Of all the genres one might imagine, dictator literature, books written by or on behalf of despots, must be among the most curious and troubling. I review Daniel Kalder’s book The Infernal Library: On Dictators, the Books They Wrote, and Other Catastrophes of Literacy for the Washington Post newspaper.
Imagine a vast library, its interminable stacks groaning with unread books. Its dusty aisles are haunted by long departed authors who once wielded unimaginable power, now doomed to wander among their forgotten words.
This is not a tale told by Jorge Luis Borges. Far from it, as we learn when Daniel Kalder takes us on a tour of what he calls The Infernal Library: books written by (or ghostwritten for) tyrants of the past century (and a few from our current one). These are tomes once forced upon subject populations, printed in vast numbers for no existing markets, resulting in what Kalder terms the “genre of dictator literature,” much of it “aggressively dry, theoretical prose” designed to “distort reality.”

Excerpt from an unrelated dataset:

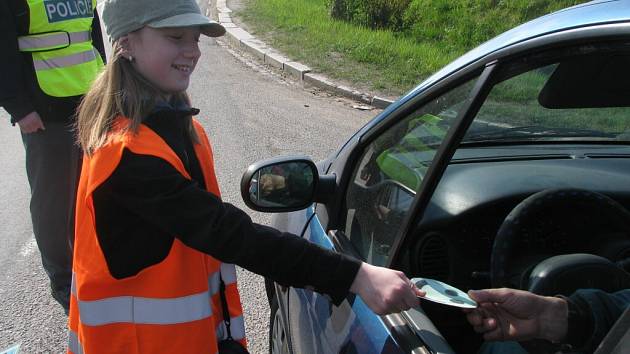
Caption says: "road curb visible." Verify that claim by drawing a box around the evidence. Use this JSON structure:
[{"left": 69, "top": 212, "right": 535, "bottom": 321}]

Kalder begins with famous 20th-century dictators, all published authors, though of very different kinds and for different reasons. Lenin introduced a “vision of the text as warfare” with his “awesomely belligerent” style. Pamphlets such as “The Liquidation of the Liquidationists” posed as theories of political action while paving the way for man-made catastrophes. While still a bookish teenager, Stalin published a nature poem in a textbook that remained in print until the 1960s, while adopting his familiar nickname, “Koba,” from a Robin Hood-style character in a potboiler. Yet given the “Bolshevik reverence for the word,” Kalder notes, one only rose in the party ranks through an appreciation of theory and production of further theory, which in Stalin’s case came in the form of “The National Question and Social Democracy,” his literary breakthrough. While Lenin dispatched his opponents in a few paragraphs, Stalin opted for “a ruthless stockpiling of citations, a plodding, relentless, great heaping up of rhetoric.” Unfortunately, Kalder reminds us, such theories required “massive violence” to be put into practice.